Discussion in 'Classic Menswear' started by earthdragon, Nov 18, 2008.
Oh looky! Top right.
well, it's not about getting away and my love for different shoe colours. it's an unwritten rule, imo.
You might fluke something here...
Will check out Paul Smith, I'll have a read,
thanks guys! the more the merrier!
I dunno, I think I put outerwear in the basket of 'things not to buy online (unless I've tried them on irl first)', along with suits, odd jackets, and jumpers...
Yes, that's a fair point. I have bought outwear online, but then again I am a bog standard 38 and it was a standard grey pattern/colour (Boglioli from ehaberdasher for the record). Not something to do unless you are prepared (and are able to) mail it back.

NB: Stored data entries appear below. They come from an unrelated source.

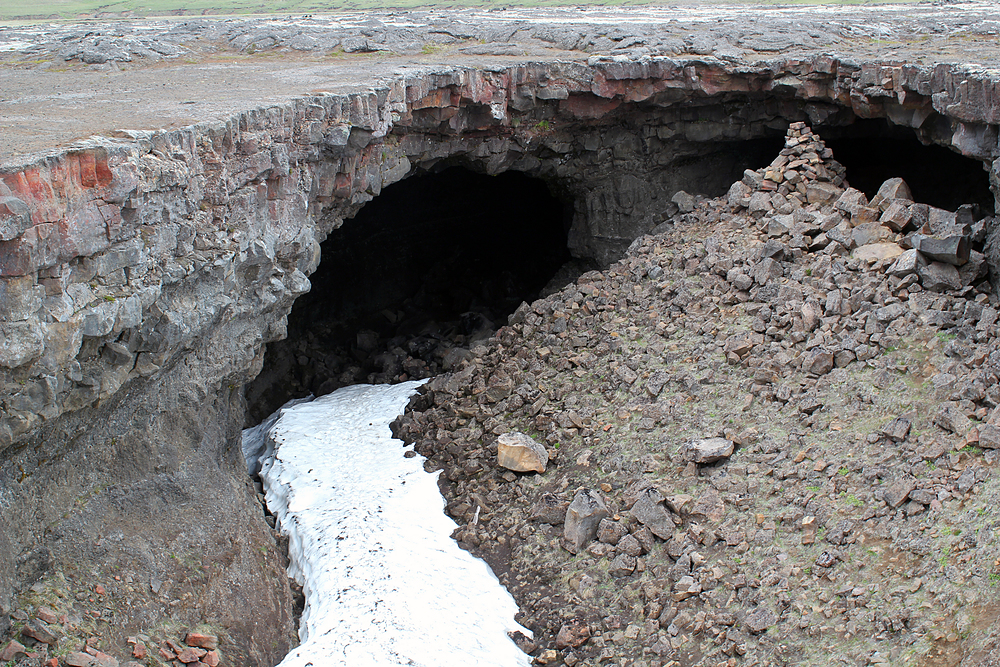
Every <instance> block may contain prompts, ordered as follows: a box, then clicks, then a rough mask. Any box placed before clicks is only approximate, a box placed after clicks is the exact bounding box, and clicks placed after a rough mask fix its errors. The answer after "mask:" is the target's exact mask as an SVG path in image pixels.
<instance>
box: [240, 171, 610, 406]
mask: <svg viewBox="0 0 1000 667" xmlns="http://www.w3.org/2000/svg"><path fill="white" fill-rule="evenodd" d="M571 216H572V203H571V201H569V200H567V199H560V198H559V197H557V196H554V195H553V194H552V193H551V192H550V189H549V187H548V186H547V185H546V184H545V183H544V182H542V181H541V180H538V179H534V178H530V177H528V176H526V175H524V174H522V173H520V172H504V173H502V174H499V175H496V176H488V175H484V174H479V173H475V172H472V171H469V170H467V169H463V168H460V167H450V168H448V169H445V170H443V171H440V172H437V173H427V174H422V175H415V176H412V177H410V178H407V179H405V180H403V181H400V182H398V183H395V184H393V185H390V186H388V187H386V188H385V189H384V190H383V191H382V193H381V194H380V195H379V196H378V197H376V198H375V199H374V200H373V201H371V202H369V203H368V204H366V205H365V206H364V208H362V209H361V211H360V212H359V213H358V214H357V215H356V216H355V217H354V218H352V219H350V220H347V221H345V222H344V224H343V226H341V227H340V228H339V229H336V230H334V231H333V232H331V234H330V235H329V237H327V239H326V241H325V242H324V243H323V245H322V260H321V264H320V267H319V269H318V270H317V271H316V272H315V273H314V274H313V275H312V276H310V280H311V281H312V290H311V291H310V292H309V293H308V294H305V295H303V296H302V297H300V298H299V299H298V300H297V301H296V302H295V306H294V308H293V309H292V312H291V314H290V315H289V318H288V338H287V339H285V340H283V341H278V342H276V343H272V344H271V345H269V346H268V349H267V352H266V357H265V368H264V370H263V371H262V372H261V374H260V376H258V377H257V379H256V380H255V381H254V382H253V383H252V384H251V385H250V386H248V387H247V399H248V402H249V405H250V408H249V411H248V416H247V423H248V424H252V423H257V422H259V421H260V420H261V419H263V418H264V417H266V416H267V415H268V414H270V413H271V412H273V411H274V410H275V409H277V408H278V407H280V406H281V405H282V404H283V403H284V402H285V401H287V400H288V399H290V398H294V397H300V396H304V395H307V394H309V393H312V394H315V395H322V394H327V393H329V392H331V391H333V390H335V389H338V388H340V387H343V386H346V385H350V384H355V383H384V382H397V381H402V380H406V379H414V378H424V377H432V376H433V375H436V374H438V373H440V372H441V371H442V370H448V369H450V368H452V367H454V366H455V365H457V364H458V363H459V362H460V361H461V360H462V359H463V358H465V357H467V356H469V354H470V353H469V349H470V348H471V347H473V346H474V345H475V343H476V342H477V341H479V340H482V339H485V338H488V337H489V336H490V335H492V333H493V332H494V331H495V330H496V328H497V327H499V326H501V325H503V324H505V323H506V318H507V316H508V315H509V314H510V313H512V312H514V310H515V309H516V308H517V306H518V305H520V303H521V302H522V301H529V302H530V301H531V300H533V299H535V298H537V297H538V295H539V294H540V293H541V292H542V291H543V290H544V288H545V287H546V285H547V284H548V283H549V282H550V281H552V282H553V284H554V285H556V288H558V287H561V286H562V285H565V284H566V283H567V282H569V281H570V280H572V279H574V278H575V276H576V275H578V274H579V273H581V272H582V271H586V270H588V269H590V268H593V267H592V266H591V265H590V264H588V263H587V262H583V261H578V260H572V258H571V257H570V254H569V250H568V249H567V246H566V235H567V231H568V230H569V225H570V222H571ZM557 273H558V274H559V275H558V276H557Z"/></svg>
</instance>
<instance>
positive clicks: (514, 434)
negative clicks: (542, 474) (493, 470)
mask: <svg viewBox="0 0 1000 667" xmlns="http://www.w3.org/2000/svg"><path fill="white" fill-rule="evenodd" d="M497 463H498V464H500V465H501V466H503V467H504V468H507V469H508V470H513V471H514V472H532V471H533V472H539V473H541V472H545V466H547V465H548V463H549V454H548V452H546V451H545V447H544V446H542V445H541V444H540V443H538V442H535V440H534V439H532V438H531V436H528V435H525V434H524V433H520V432H518V431H513V432H511V433H504V434H503V435H501V436H500V437H499V438H497Z"/></svg>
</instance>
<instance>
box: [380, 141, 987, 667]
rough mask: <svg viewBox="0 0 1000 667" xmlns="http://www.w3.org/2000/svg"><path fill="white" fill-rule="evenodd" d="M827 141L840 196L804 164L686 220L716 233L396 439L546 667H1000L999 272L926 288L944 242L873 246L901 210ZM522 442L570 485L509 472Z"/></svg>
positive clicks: (979, 273)
mask: <svg viewBox="0 0 1000 667" xmlns="http://www.w3.org/2000/svg"><path fill="white" fill-rule="evenodd" d="M805 132H808V131H807V130H806V131H805ZM795 141H796V142H797V141H799V140H798V139H795ZM810 141H811V140H810ZM809 145H810V146H812V147H813V150H814V151H815V152H813V153H812V156H813V157H815V156H816V155H821V156H822V155H826V156H828V157H827V158H826V159H825V160H822V161H819V160H815V159H813V160H811V162H810V158H809V156H808V155H807V156H806V162H810V163H811V164H812V166H813V167H817V165H819V166H818V167H817V168H816V170H815V171H813V172H808V171H807V172H802V169H803V168H804V167H802V166H800V165H798V164H797V163H796V162H795V160H797V159H798V158H797V157H796V154H795V150H796V149H795V148H794V146H792V145H791V143H789V148H786V150H785V151H783V153H785V155H784V157H783V158H779V159H778V160H776V162H775V163H774V165H777V166H774V165H772V167H769V168H768V169H767V170H761V171H760V172H758V173H753V172H751V173H748V174H747V176H746V178H745V179H744V182H741V183H737V184H736V185H734V187H733V189H732V190H731V191H730V197H729V199H728V201H727V200H710V201H701V202H698V203H695V202H693V201H690V200H684V199H683V198H681V200H680V202H679V204H680V205H681V208H682V210H683V209H685V208H687V209H689V210H691V212H689V213H681V214H678V215H677V216H675V217H674V218H673V219H672V220H671V221H670V222H669V223H666V224H664V225H663V226H662V228H661V229H659V230H658V231H659V233H657V234H654V235H650V236H644V237H641V238H640V239H638V240H637V241H636V242H635V243H634V244H633V246H632V248H631V250H630V251H629V253H628V255H627V256H626V257H625V258H624V259H623V260H622V261H621V262H619V263H617V264H615V265H613V266H612V267H610V268H609V269H607V270H606V271H602V272H590V273H587V274H584V275H583V276H582V277H580V279H579V280H577V281H576V283H575V284H571V285H570V286H568V287H566V288H565V289H564V290H562V291H561V292H560V293H558V294H556V295H553V296H551V297H548V298H545V299H541V300H539V301H536V302H535V303H533V304H531V305H530V306H529V305H527V304H525V305H524V306H522V307H521V308H520V309H519V310H518V311H517V313H515V314H514V315H513V316H512V318H511V323H510V324H509V326H506V327H504V328H502V329H501V330H500V331H499V332H498V333H497V335H496V336H495V337H494V338H493V339H490V341H489V342H488V343H487V344H485V345H482V346H479V347H477V348H475V349H474V350H473V353H474V355H475V359H473V360H472V361H470V362H468V363H466V364H465V365H464V366H462V367H461V369H460V370H458V371H457V372H455V373H454V374H452V375H446V376H441V377H439V378H437V379H435V380H434V381H432V382H431V383H430V384H429V385H427V388H426V390H425V392H424V395H423V396H422V397H419V398H417V399H415V401H414V402H413V403H412V404H411V409H410V410H409V412H408V413H407V415H405V416H404V418H402V419H401V420H400V421H399V422H398V423H397V424H396V429H397V432H398V433H399V434H400V435H401V436H402V437H404V439H406V440H408V441H412V442H415V443H416V447H417V451H419V452H420V453H422V454H425V455H427V456H428V457H429V463H428V465H429V466H430V467H431V468H432V469H440V470H442V471H443V474H442V487H443V490H444V492H445V495H446V498H447V500H448V511H449V512H450V513H451V515H452V516H453V517H454V518H455V520H456V521H457V522H458V523H459V525H460V527H459V529H458V530H457V531H456V534H455V537H456V538H457V539H458V540H460V541H461V543H462V544H464V545H465V546H466V548H469V549H471V550H472V551H474V552H475V553H478V554H481V555H482V556H483V557H484V558H485V559H487V561H488V562H490V563H491V565H492V566H493V568H494V570H495V571H496V572H497V573H498V575H499V576H500V579H501V581H502V582H504V583H505V584H507V585H508V586H509V587H510V589H511V591H512V592H513V593H514V595H515V597H516V599H517V600H518V602H519V604H520V606H521V609H522V617H519V619H518V620H519V621H520V622H521V623H522V624H524V625H525V626H526V627H529V628H531V629H532V630H533V631H534V632H535V638H534V641H527V640H523V642H522V643H523V646H524V648H525V650H528V651H530V652H531V653H532V654H533V655H534V656H536V660H537V661H538V662H539V663H542V664H566V665H576V664H579V665H597V664H616V665H635V666H637V667H638V666H640V665H645V666H649V667H658V666H665V665H671V666H676V665H736V664H740V665H837V664H844V665H868V664H872V665H874V664H914V665H969V666H971V665H990V664H997V662H996V661H997V655H998V649H1000V644H998V637H1000V625H998V623H997V611H998V605H997V599H998V595H997V591H998V586H1000V546H998V542H997V539H996V531H997V529H998V528H1000V510H998V506H1000V505H998V499H1000V481H998V477H997V475H996V470H997V464H998V458H1000V457H998V452H997V450H996V449H994V447H995V446H997V444H1000V443H996V442H995V441H994V440H993V434H994V433H996V432H997V430H996V428H995V423H997V422H998V419H1000V409H997V408H996V405H997V400H1000V386H998V385H997V373H998V372H1000V348H998V345H997V341H996V339H995V337H994V336H993V331H994V330H995V322H996V319H997V300H996V298H995V296H994V294H993V291H992V288H991V287H990V284H989V283H988V282H986V281H985V280H984V279H983V274H982V272H981V271H980V270H979V269H976V268H975V267H974V266H973V264H974V262H976V261H978V260H979V259H981V257H982V256H981V255H978V256H977V255H970V257H971V258H972V262H970V263H969V264H966V265H965V267H964V268H963V269H962V272H963V273H962V277H961V279H960V280H959V281H958V282H956V283H954V284H953V285H952V286H945V285H942V284H941V283H939V282H935V279H934V278H933V277H932V272H930V270H929V269H928V268H927V267H934V269H935V270H938V269H940V270H942V271H945V272H948V273H949V275H952V273H951V272H953V271H954V275H958V272H957V271H955V270H954V267H951V268H948V267H943V268H942V265H941V263H931V264H926V265H924V266H923V268H920V269H918V270H917V272H913V270H912V269H910V270H909V271H908V270H907V269H905V267H903V266H902V264H901V262H905V259H904V260H900V259H899V257H897V256H895V255H896V254H897V253H899V252H900V251H901V250H902V248H903V246H906V245H912V244H918V245H919V243H920V241H919V239H918V238H917V237H915V236H913V230H912V225H913V224H919V221H918V223H914V222H913V221H912V220H911V221H910V222H909V223H907V224H906V225H904V226H903V227H902V228H901V229H900V231H899V232H893V231H892V230H891V229H890V226H887V223H884V222H877V221H876V222H868V223H866V222H863V220H865V219H871V218H875V219H876V220H878V219H879V218H880V214H881V213H882V209H883V208H886V209H888V207H889V205H890V204H891V203H892V202H893V201H902V200H896V199H893V198H892V197H895V196H900V195H899V192H898V191H893V194H892V195H891V196H890V197H889V198H887V199H885V200H884V201H881V202H880V201H877V200H873V201H872V202H867V200H865V199H864V195H862V194H861V193H859V192H857V191H856V190H850V189H848V190H846V191H845V190H844V188H845V187H847V184H846V183H844V182H843V178H842V176H840V175H839V174H840V173H841V172H840V170H839V168H838V165H837V164H836V163H835V162H833V161H832V160H831V159H830V158H829V151H827V150H824V149H823V147H822V145H821V144H817V143H811V144H809ZM789 160H792V162H789ZM782 164H784V166H782ZM806 169H808V168H806ZM796 170H797V171H796ZM793 171H795V172H796V174H799V175H796V176H791V173H792V172H793ZM778 172H780V174H778ZM800 172H801V173H800ZM817 173H818V174H819V175H820V176H821V177H822V178H825V179H827V180H825V181H816V183H819V182H822V185H818V186H817V185H816V183H813V182H810V181H809V179H810V178H813V177H814V176H815V175H816V174H817ZM776 174H777V175H776ZM773 178H777V179H778V180H779V181H781V180H782V179H784V185H782V186H780V187H779V189H778V191H777V192H778V194H777V195H775V194H774V191H772V190H769V189H768V188H769V187H770V186H769V185H768V183H770V184H771V185H774V181H772V180H769V179H773ZM796 182H802V183H803V184H809V188H799V190H801V193H800V195H796V192H797V190H796V189H795V187H791V188H788V187H785V186H787V185H788V184H789V183H793V184H794V183H796ZM887 187H889V188H891V187H892V184H891V183H890V185H889V186H887ZM762 188H763V189H762ZM789 189H790V190H791V192H789ZM824 189H825V190H826V194H821V193H820V190H824ZM807 190H808V192H809V193H810V194H809V195H808V196H806V195H805V192H806V191H807ZM761 195H762V196H761ZM824 197H833V198H834V199H832V200H830V201H829V202H826V203H821V201H820V200H821V199H823V198H824ZM764 200H766V201H764ZM906 205H907V206H910V204H906ZM747 207H749V208H747ZM692 209H693V210H692ZM912 210H914V211H915V212H917V214H918V215H919V211H921V210H923V209H922V207H920V206H919V205H917V206H916V207H915V208H913V209H912ZM891 215H892V214H890V215H889V216H888V217H891ZM881 217H882V219H883V220H887V219H888V217H887V216H881ZM852 221H853V222H852ZM866 225H867V226H866ZM931 226H933V225H931ZM823 228H826V229H827V231H825V232H823V231H821V229H823ZM836 229H839V230H840V231H839V232H838V231H835V230H836ZM844 231H846V232H847V236H846V237H844V236H843V235H839V236H838V234H840V233H841V232H844ZM924 231H930V230H929V229H927V228H925V229H924ZM938 231H941V230H940V229H939V230H938ZM834 238H840V239H841V241H843V243H841V242H839V241H836V240H833V239H834ZM980 238H981V237H980ZM977 243H981V241H980V242H977ZM858 244H860V245H858ZM897 244H899V245H897ZM856 245H857V247H855V246H856ZM976 247H979V248H981V247H982V246H981V245H976ZM913 252H914V251H912V250H911V251H910V255H912V254H913ZM907 256H909V255H907ZM513 432H520V433H524V434H527V435H528V436H530V437H531V438H533V439H534V440H535V441H536V442H538V443H539V444H541V445H542V446H543V447H544V448H545V450H546V453H547V456H548V457H549V462H548V466H547V469H546V471H545V472H544V473H543V474H536V473H534V472H527V473H520V472H512V471H510V470H504V469H503V468H502V467H500V466H498V465H497V452H498V444H497V440H498V436H500V435H503V434H507V433H513ZM710 438H718V439H721V440H715V441H711V442H703V441H704V440H705V439H710ZM719 445H721V449H722V451H721V452H714V453H713V452H712V451H711V450H713V448H717V447H718V446H719ZM570 503H572V505H571V504H570ZM602 506H603V508H604V509H606V511H603V510H602V509H601V508H602ZM595 508H596V509H595ZM581 513H582V516H583V517H584V518H585V517H586V516H588V515H593V516H594V517H596V518H594V519H593V525H592V526H591V530H590V531H589V532H588V531H586V530H582V529H581V525H583V524H585V523H586V521H583V522H582V523H581V520H580V516H581ZM602 516H603V517H604V518H603V520H600V519H601V517H602ZM598 521H600V522H599V523H598Z"/></svg>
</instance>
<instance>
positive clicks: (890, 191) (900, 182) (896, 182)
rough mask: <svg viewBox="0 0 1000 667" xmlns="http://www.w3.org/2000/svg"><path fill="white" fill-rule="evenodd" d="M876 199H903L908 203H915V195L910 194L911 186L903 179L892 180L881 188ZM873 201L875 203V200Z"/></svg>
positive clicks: (875, 196)
mask: <svg viewBox="0 0 1000 667" xmlns="http://www.w3.org/2000/svg"><path fill="white" fill-rule="evenodd" d="M875 199H878V200H890V199H902V200H906V201H911V202H912V201H913V193H911V192H910V186H908V185H907V184H906V181H904V180H903V179H901V178H890V179H888V180H886V181H884V182H883V183H882V185H881V186H879V189H878V192H877V193H875ZM872 201H875V200H874V199H873V200H872Z"/></svg>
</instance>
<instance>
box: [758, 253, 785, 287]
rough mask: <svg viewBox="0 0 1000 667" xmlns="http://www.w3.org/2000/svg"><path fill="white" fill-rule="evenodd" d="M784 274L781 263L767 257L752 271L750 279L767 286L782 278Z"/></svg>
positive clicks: (761, 260)
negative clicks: (780, 277) (768, 283)
mask: <svg viewBox="0 0 1000 667" xmlns="http://www.w3.org/2000/svg"><path fill="white" fill-rule="evenodd" d="M783 274H784V269H782V268H781V263H780V262H777V261H775V260H773V259H771V258H770V257H765V258H764V259H762V260H760V261H759V262H757V263H756V264H754V266H753V268H752V269H750V277H751V278H753V280H754V282H755V283H757V284H758V285H767V284H768V283H770V282H772V281H774V280H777V279H778V278H780V277H781V276H782V275H783Z"/></svg>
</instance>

Outerwear is ok to be bought online IMO as there is a little bit more margin for error compared to a suit. A little loose allows it to be used as overcoat and a little tight allows it to be used for casual outings instead of a suit or sports jacket.
Yes, these didn't escape me in the lookbook !! Look great. Theres something about windowpane!!

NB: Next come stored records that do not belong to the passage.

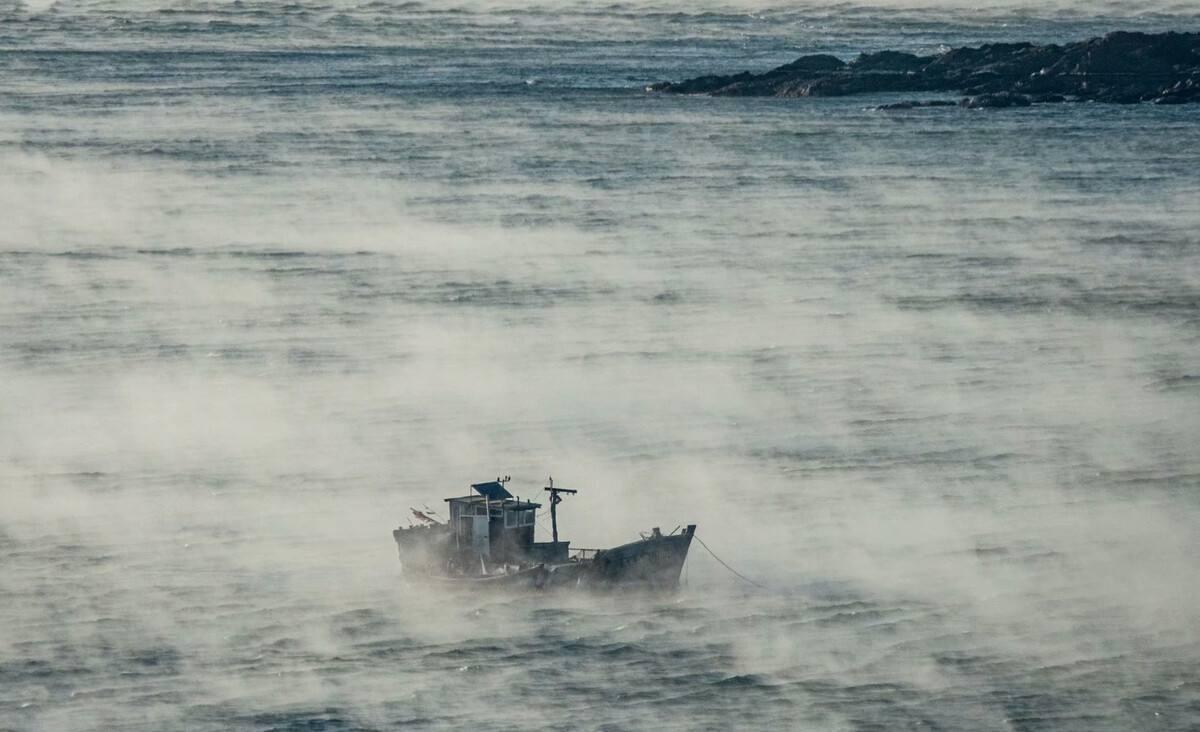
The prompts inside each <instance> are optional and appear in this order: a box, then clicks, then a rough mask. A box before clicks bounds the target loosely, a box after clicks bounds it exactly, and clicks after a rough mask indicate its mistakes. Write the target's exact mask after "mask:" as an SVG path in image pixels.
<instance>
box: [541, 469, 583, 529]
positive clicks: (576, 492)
mask: <svg viewBox="0 0 1200 732" xmlns="http://www.w3.org/2000/svg"><path fill="white" fill-rule="evenodd" d="M546 492H547V493H550V527H551V533H552V534H553V540H554V544H558V504H560V503H563V499H562V498H559V497H558V494H559V493H570V494H575V493H578V491H572V490H570V488H556V487H554V476H553V475H551V476H550V485H548V486H546Z"/></svg>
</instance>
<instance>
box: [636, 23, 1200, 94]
mask: <svg viewBox="0 0 1200 732" xmlns="http://www.w3.org/2000/svg"><path fill="white" fill-rule="evenodd" d="M647 91H660V92H667V94H709V95H719V96H781V97H792V96H848V95H854V94H877V92H895V91H904V92H922V91H950V92H959V94H964V95H967V98H966V100H964V102H962V106H965V107H970V108H985V107H986V108H1007V107H1028V106H1030V104H1031V103H1032V102H1037V103H1050V102H1063V101H1072V100H1074V101H1096V102H1109V103H1135V102H1154V103H1157V104H1183V103H1190V102H1200V34H1180V32H1165V34H1144V32H1126V31H1116V32H1111V34H1108V35H1106V36H1103V37H1099V38H1092V40H1090V41H1080V42H1076V43H1068V44H1066V46H1057V44H1052V43H1051V44H1046V46H1037V44H1033V43H989V44H985V46H980V47H978V48H970V47H964V48H953V49H950V50H947V52H946V53H942V54H938V55H932V56H918V55H914V54H910V53H902V52H898V50H881V52H877V53H871V54H860V55H859V56H858V58H857V59H854V60H853V61H850V62H848V64H847V62H845V61H842V60H841V59H838V58H835V56H830V55H827V54H818V55H808V56H800V58H799V59H797V60H794V61H792V62H791V64H785V65H784V66H779V67H778V68H773V70H770V71H767V72H764V73H761V74H754V73H750V72H746V71H744V72H742V73H737V74H732V76H704V77H696V78H694V79H688V80H684V82H661V83H658V84H652V85H649V86H647ZM900 104H904V106H912V107H916V106H920V103H918V102H900ZM884 107H886V108H898V107H889V106H884Z"/></svg>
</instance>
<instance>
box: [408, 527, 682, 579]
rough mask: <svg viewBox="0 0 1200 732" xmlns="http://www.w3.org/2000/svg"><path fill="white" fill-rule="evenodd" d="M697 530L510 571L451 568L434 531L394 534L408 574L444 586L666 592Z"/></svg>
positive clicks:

True. I have ridiculously long arms so sleeve length is always an issue for me, but I guess other people don't have that problem...

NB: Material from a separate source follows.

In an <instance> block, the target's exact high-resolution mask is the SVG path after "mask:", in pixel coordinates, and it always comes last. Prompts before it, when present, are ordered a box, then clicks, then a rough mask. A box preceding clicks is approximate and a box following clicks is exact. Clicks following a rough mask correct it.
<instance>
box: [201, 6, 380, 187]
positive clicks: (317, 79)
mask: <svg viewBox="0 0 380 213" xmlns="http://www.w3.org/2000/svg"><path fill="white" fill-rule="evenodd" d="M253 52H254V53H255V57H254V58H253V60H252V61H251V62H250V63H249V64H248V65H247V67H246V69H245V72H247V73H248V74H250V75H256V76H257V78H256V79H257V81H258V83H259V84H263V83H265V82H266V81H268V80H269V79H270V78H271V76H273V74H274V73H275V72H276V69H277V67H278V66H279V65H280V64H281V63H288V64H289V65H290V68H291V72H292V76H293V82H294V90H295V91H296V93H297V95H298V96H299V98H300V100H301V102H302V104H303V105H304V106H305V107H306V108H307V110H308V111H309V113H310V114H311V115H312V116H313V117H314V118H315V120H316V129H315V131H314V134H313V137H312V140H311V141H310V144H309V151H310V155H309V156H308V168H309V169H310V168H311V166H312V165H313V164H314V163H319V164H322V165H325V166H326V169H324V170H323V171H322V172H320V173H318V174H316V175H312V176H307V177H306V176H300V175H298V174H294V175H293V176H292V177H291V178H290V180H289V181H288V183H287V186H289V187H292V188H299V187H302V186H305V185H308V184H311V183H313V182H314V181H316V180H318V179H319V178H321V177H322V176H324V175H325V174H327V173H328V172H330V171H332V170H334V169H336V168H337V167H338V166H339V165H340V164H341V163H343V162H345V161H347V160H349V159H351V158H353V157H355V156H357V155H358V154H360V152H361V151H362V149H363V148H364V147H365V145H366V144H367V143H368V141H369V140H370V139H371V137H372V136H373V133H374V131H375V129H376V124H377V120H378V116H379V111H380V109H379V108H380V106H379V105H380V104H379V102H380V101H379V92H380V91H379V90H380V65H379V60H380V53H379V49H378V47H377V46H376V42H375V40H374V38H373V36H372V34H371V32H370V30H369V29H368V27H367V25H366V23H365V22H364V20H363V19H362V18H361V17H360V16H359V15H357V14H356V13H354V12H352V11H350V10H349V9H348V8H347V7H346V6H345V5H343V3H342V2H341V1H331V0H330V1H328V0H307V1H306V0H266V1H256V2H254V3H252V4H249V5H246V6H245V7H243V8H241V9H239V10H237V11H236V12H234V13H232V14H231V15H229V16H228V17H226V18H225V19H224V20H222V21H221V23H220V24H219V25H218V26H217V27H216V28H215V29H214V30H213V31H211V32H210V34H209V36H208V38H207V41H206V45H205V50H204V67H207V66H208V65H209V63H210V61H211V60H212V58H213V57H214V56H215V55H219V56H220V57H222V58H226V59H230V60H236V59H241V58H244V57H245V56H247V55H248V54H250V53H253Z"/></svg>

Well, that settles it for me. I couldn't possibly get away with that.
I don't think that's true at all of Australia. I've worked around banks for decades, and there is no issue wearing dark brown shoes; I've even worn light brown shoes to work no problem. I actually doubt that many of my colleagues even look at people's shoes. If they did, I would have thought they'd be more disturbed by the brick-shaped black shoes that haven't seen a polish in years than a well-maintained conservative dark brown pair of shoes.
I'm sure about 80% of people who work in my building wear brick-shaped slip on shoes either in a tan or black colour.
A fair number of the people I see when I walk from Southern Cross Station to get to work wear slip ons, extremely pointed or square-toed shoes. You can't really blame them though - not everyone is going to go and spend a few hundred bucks on shoes and judging by the offerings at the local shoe shops, that's pretty much what's on offer.
it's international. australia not excluded.
But it's so true what Patrick and Tom have respectively said about the scene in Australia though, that "no Australian men have role models for style" and so "Australian men tend to dress like kids".